The Committee on Evolutionary Biology (CEB) was established in 1968. Since then, CEB has provided a means for Ph.D. students to pursue interdisciplinary research that does not readily fall within a single department’s purview. CEB students have access to field sites, equipment (GPS, laptops, digitizers, cameras), laboratories, research funds for pilot work, and an exceptional range of scientific and technical expertise. The program usually includes 25–30 Ph.D. students at one time. It has produced over 100 graduates who are now working around the world in universities, museums, zoos, and governmental and non-governmental agencies.

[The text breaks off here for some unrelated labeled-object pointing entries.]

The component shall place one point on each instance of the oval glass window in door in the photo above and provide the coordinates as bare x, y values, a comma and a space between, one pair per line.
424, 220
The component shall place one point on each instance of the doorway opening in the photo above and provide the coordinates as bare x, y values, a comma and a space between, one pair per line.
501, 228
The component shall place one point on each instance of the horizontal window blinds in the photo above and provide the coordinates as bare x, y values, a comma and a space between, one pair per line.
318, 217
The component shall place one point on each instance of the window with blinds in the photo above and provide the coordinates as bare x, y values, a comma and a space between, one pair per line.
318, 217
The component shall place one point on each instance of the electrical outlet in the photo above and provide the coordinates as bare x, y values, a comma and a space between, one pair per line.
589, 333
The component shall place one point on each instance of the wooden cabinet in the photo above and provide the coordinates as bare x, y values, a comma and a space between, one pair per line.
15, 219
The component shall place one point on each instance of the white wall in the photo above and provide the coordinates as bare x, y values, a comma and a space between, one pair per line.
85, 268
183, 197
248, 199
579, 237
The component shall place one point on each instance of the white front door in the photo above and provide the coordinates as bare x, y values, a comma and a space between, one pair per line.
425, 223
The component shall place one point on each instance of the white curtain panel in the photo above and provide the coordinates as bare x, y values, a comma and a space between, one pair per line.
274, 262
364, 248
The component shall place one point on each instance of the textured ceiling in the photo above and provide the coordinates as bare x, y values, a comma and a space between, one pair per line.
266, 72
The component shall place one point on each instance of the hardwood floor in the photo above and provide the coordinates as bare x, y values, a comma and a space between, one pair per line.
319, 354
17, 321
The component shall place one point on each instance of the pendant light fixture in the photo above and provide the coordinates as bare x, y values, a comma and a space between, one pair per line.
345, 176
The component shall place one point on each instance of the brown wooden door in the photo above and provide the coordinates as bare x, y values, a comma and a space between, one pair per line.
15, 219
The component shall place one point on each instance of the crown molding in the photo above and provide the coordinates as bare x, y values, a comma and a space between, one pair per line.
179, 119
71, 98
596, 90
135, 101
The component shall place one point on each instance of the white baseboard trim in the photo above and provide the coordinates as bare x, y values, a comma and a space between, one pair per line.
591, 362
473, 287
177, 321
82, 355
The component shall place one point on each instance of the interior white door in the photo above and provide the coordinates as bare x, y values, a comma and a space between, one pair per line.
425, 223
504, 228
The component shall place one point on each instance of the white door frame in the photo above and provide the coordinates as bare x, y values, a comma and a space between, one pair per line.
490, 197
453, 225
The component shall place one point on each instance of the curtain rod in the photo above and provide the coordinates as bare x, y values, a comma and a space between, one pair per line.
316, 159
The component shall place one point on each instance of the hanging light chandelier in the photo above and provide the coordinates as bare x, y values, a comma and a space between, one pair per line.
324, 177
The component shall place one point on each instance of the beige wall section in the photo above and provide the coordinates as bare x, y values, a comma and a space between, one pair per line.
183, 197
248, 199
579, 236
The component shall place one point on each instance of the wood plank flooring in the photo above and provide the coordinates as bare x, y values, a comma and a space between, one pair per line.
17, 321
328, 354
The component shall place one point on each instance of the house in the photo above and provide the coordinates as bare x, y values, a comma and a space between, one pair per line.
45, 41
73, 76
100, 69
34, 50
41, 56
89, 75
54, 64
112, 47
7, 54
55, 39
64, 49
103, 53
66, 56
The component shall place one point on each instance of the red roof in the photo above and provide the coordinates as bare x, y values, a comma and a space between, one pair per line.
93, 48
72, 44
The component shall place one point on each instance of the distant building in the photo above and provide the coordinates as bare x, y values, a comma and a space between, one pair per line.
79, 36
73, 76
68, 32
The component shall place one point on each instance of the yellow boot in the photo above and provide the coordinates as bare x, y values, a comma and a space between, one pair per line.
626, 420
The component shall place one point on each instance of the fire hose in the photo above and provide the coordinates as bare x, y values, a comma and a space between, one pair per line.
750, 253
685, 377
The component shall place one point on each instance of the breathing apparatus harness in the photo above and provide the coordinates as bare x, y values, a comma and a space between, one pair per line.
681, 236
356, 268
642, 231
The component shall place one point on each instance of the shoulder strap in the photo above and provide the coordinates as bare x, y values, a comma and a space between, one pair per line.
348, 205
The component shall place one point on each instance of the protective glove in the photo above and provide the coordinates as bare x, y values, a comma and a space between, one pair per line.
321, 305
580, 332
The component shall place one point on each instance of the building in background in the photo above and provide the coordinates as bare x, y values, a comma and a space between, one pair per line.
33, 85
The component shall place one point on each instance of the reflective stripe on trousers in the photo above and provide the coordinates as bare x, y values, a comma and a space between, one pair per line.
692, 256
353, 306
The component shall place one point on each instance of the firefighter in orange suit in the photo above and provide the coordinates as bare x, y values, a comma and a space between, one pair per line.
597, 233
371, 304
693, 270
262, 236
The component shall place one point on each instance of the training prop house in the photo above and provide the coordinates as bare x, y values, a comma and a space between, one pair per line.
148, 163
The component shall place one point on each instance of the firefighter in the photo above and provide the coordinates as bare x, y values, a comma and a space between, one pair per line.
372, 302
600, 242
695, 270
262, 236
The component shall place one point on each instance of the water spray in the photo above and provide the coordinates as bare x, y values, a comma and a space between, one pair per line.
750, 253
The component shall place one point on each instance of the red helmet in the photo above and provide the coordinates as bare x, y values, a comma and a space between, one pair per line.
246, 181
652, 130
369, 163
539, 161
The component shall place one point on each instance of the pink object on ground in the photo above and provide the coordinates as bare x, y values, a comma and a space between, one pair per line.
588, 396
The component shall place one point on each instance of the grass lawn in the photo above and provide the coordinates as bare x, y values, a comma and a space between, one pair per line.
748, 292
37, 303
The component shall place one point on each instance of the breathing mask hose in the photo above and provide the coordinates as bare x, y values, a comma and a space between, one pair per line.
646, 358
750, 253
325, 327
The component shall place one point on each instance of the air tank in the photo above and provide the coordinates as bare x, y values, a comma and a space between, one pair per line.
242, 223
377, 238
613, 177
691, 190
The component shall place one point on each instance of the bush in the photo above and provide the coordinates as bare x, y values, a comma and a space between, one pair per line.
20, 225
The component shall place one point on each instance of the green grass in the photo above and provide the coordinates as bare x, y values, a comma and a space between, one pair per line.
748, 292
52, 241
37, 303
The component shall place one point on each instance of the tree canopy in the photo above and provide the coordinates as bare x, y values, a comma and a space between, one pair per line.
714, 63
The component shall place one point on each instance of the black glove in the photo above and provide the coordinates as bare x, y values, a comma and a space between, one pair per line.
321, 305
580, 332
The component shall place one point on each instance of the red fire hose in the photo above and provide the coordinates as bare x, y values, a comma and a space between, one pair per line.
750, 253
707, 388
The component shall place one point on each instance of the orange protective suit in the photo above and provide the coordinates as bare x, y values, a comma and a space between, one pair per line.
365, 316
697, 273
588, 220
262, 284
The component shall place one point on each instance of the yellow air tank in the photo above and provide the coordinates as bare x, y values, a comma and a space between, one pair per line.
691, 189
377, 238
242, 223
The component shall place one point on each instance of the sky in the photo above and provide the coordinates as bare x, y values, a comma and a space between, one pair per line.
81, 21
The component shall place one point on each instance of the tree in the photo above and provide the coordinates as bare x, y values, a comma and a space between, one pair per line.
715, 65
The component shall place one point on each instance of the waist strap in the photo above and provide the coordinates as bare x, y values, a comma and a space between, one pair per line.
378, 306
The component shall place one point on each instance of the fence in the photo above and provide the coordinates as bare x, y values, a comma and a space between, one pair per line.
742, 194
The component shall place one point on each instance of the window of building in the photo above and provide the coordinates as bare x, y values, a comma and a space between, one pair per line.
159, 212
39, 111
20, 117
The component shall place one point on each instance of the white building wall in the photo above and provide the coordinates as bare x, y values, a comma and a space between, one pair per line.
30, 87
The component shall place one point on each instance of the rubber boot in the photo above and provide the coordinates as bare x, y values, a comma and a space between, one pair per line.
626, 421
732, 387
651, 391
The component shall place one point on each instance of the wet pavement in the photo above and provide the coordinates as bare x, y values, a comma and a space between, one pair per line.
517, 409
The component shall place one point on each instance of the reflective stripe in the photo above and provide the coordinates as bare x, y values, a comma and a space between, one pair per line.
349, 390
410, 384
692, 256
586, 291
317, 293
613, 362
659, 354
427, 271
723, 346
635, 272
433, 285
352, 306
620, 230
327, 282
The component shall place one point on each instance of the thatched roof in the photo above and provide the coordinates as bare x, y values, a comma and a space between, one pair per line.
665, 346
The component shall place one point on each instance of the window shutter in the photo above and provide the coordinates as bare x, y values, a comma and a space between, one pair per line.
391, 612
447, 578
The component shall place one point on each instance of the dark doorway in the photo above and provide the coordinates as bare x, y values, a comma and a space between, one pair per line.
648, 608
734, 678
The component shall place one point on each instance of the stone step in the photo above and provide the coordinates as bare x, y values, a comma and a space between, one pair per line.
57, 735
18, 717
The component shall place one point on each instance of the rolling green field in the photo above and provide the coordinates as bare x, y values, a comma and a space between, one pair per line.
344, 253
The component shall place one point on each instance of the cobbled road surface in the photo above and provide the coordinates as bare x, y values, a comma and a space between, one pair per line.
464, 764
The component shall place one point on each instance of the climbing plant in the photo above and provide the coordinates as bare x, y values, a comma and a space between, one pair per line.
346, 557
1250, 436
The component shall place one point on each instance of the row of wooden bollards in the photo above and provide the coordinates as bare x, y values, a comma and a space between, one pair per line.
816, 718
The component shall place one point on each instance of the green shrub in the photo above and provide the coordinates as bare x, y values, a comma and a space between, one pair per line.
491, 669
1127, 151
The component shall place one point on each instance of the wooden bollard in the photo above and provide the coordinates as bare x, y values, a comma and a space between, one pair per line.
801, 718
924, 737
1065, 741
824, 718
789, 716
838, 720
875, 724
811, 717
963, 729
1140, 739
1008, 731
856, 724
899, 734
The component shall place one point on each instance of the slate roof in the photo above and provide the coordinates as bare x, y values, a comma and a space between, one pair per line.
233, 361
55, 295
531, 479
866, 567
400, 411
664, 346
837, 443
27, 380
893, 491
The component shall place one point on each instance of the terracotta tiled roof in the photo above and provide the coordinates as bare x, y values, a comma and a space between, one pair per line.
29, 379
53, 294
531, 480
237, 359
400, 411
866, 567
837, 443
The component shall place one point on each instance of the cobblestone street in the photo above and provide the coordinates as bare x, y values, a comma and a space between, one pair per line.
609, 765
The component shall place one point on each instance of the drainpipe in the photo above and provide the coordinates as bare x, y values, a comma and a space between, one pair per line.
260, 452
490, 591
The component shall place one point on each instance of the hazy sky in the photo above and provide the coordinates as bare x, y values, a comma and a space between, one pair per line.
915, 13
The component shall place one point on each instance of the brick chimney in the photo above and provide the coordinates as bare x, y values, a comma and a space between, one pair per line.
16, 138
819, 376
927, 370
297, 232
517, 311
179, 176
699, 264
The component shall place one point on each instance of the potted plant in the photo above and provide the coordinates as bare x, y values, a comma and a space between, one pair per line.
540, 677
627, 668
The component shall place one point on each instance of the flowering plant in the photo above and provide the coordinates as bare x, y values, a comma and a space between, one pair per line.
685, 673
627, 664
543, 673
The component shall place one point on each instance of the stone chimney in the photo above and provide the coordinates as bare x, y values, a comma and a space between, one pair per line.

CEB presently has about sixty faculty members representing all four graduate divisions (Biological Sciences, Physical Sciences, Social Sciences, and Humanities), as well as institutions outside the University (Argonne National Laboratory, Brookfield Zoo, Chicago Botanic Garden, The Field Museum, Lincoln Park Zoo, and Morton Arboretum). This diverse faculty conducts research on most major groups of organisms, and in most ecosystems, using an extremely broad range of methods and theoretical approaches. Click here to view current course listings in Evolutionary Biology.
Graduate admissions is coordinated with the Departments of Organismal Biology and Anatomy (OBA) and Ecology and Evolution (E&E), the other two programs in the Darwinian Sciences cluster, and with other departments and committees on campus. Students admitted into CEB usually draw more heavily on faculty from multiple departments or on faculty from more than one institution, but students in all programs are encouraged to train broadly by interacting with faculty both within and outside the cluster.